Reconhecida como uma intérprete de canções de outras pessoas, Billie Holiday raramente escreveu seu próprio material. “God Bless The Child” foi uma rara exceção. Em sua autobiografia, “Lady Sings The Blues”, Holiday lembra uma das muitas discussões ferozes que teve com sua mãe, Sadie – sobre dinheiro. No curso da discussão, ela soltou o velho provérbio: “Deus abençoe a criança que tem o seu próprio” – palavras que ela mais tarde utilizou como ponto de partida para uma canção.

“God Bless The Child” foi gravada em 9 de maio de 1941, em Nova York. A banda de Holiday era a Eddie Heywood’s Orchestra, que apresentou uma linha de saxofone suave com três homens e o renomado Roy Eldridge no trompete, que proporcionou um solo sucinto. Piano, guitarra, baixo e bateria compõem a seção rítmica.
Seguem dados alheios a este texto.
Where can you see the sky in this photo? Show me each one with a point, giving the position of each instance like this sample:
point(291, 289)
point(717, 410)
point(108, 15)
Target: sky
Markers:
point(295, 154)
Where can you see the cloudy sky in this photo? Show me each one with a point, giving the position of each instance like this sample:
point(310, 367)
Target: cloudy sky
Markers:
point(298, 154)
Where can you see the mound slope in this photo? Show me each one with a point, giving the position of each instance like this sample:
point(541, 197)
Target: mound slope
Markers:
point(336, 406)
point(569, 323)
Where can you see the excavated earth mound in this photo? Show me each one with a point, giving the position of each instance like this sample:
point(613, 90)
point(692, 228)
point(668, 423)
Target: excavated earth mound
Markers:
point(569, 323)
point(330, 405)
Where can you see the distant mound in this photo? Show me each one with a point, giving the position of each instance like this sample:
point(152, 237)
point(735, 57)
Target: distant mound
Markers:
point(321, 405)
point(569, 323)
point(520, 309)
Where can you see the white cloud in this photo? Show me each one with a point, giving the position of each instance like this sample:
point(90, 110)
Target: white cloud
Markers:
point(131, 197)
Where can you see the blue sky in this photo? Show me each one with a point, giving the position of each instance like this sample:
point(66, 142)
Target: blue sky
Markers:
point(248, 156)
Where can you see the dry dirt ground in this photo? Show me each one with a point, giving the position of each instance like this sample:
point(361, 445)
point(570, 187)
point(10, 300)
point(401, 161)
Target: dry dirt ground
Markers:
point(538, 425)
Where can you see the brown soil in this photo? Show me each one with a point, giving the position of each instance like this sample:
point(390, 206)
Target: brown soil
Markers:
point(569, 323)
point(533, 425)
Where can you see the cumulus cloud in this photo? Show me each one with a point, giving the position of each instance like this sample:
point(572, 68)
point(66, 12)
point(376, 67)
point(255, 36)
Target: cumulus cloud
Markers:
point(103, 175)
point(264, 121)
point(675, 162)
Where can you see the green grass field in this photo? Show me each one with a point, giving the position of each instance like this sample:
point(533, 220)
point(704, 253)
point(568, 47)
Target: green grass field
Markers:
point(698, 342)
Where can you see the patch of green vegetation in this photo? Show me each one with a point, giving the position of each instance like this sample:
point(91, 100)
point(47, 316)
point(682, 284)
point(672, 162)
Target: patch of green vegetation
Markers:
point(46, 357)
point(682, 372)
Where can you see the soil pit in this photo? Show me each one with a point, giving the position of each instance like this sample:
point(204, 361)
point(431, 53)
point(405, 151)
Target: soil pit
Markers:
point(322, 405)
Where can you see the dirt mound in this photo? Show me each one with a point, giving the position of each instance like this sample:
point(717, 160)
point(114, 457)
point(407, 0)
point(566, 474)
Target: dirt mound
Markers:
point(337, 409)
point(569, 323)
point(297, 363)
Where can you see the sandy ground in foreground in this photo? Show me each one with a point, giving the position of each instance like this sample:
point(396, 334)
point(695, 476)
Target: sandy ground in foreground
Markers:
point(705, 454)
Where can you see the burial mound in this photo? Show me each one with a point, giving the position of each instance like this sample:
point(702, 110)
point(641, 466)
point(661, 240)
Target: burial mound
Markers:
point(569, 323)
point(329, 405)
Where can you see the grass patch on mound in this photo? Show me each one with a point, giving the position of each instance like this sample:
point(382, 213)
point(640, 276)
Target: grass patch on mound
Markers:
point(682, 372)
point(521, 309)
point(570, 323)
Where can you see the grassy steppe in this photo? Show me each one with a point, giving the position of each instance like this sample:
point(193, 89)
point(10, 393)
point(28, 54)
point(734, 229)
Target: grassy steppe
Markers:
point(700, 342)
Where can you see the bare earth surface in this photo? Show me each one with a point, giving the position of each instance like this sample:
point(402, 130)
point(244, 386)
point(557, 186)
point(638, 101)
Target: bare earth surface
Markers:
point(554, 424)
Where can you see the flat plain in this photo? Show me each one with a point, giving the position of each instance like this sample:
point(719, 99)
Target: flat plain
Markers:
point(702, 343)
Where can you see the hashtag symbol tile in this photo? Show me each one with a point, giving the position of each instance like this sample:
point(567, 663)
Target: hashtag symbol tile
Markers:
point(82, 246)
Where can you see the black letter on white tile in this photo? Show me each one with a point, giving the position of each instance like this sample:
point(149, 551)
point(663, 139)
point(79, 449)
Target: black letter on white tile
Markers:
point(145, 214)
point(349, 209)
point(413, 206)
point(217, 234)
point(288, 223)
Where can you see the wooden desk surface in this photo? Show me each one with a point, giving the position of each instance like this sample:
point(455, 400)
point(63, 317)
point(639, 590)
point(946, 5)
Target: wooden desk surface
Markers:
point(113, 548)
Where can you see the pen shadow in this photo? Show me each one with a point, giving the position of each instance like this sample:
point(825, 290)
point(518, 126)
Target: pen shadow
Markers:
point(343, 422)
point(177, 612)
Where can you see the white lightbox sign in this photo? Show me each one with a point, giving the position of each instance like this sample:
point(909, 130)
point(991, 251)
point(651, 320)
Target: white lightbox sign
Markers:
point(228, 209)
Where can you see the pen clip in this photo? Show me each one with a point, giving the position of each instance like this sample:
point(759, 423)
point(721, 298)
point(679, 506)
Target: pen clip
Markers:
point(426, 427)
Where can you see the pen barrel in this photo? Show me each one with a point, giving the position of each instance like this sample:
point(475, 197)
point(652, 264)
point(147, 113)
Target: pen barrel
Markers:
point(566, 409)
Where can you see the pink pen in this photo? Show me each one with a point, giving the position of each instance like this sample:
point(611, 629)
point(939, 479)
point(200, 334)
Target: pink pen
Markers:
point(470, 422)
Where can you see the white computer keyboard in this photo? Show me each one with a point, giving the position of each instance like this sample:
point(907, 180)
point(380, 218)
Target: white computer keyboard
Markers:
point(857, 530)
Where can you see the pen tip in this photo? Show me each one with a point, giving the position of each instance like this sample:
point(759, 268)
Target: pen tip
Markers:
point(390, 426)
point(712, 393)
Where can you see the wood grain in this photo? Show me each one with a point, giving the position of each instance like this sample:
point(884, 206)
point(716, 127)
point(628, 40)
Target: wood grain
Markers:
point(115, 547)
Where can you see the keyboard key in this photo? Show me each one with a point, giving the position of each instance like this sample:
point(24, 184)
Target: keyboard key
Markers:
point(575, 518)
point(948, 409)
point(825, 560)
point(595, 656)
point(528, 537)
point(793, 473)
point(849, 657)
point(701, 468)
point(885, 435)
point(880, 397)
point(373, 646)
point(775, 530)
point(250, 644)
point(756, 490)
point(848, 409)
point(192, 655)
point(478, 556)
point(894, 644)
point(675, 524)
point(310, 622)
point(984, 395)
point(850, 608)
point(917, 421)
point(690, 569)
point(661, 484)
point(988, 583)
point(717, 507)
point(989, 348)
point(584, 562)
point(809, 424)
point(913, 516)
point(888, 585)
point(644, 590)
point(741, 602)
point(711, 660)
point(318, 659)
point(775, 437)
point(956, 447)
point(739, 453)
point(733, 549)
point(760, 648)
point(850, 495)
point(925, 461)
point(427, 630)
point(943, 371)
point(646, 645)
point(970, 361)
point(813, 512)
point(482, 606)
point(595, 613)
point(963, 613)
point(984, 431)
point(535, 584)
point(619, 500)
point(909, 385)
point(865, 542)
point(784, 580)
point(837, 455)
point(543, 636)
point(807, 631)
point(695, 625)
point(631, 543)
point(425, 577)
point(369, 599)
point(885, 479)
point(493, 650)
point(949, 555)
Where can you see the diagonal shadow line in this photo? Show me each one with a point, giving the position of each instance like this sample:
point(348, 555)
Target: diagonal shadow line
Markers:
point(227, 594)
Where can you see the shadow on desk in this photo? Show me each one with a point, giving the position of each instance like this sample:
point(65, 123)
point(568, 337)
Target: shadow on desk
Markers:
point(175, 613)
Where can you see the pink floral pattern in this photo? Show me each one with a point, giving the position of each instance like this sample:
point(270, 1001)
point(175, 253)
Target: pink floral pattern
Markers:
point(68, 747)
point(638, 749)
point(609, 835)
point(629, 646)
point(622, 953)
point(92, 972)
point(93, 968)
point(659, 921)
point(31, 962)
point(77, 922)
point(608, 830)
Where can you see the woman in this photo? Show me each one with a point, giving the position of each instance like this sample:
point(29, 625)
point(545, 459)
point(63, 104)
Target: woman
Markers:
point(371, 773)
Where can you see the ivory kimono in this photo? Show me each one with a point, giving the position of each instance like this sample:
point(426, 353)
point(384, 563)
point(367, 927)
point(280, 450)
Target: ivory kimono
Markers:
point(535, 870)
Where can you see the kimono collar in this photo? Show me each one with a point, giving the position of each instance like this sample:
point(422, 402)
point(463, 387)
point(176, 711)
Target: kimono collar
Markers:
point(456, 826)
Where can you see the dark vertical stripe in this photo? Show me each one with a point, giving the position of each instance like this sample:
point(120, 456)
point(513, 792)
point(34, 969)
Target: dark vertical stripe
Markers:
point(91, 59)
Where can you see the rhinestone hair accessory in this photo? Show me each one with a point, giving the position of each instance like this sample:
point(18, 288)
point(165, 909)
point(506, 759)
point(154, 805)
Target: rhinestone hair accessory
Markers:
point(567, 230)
Holiday abre a música com sua própria interpretação de uma observação bíblica (possivelmente Mateus, 25:29): “Aqueles que tem, começarão / Aqueles que não, devem perder”. Dinheiro traz os amigos, mas a pobreza os vê sair de novo. Mas a criança que está em seus próprios dois pés é imune aos caprichos da fortuna e é verdadeiramente abençoada. Como uma declaração de auto-suficiência, com a voz vulnerável contra um acompanhamento contido, é surpreendentemente eficaz. “Billie Holiday”, observou Joni Mitchell em 1998, “nos faz ouvir o conteúdo e a intenção de cada palavra que ela canta, mesmo à custa do seu passo ou o tom”.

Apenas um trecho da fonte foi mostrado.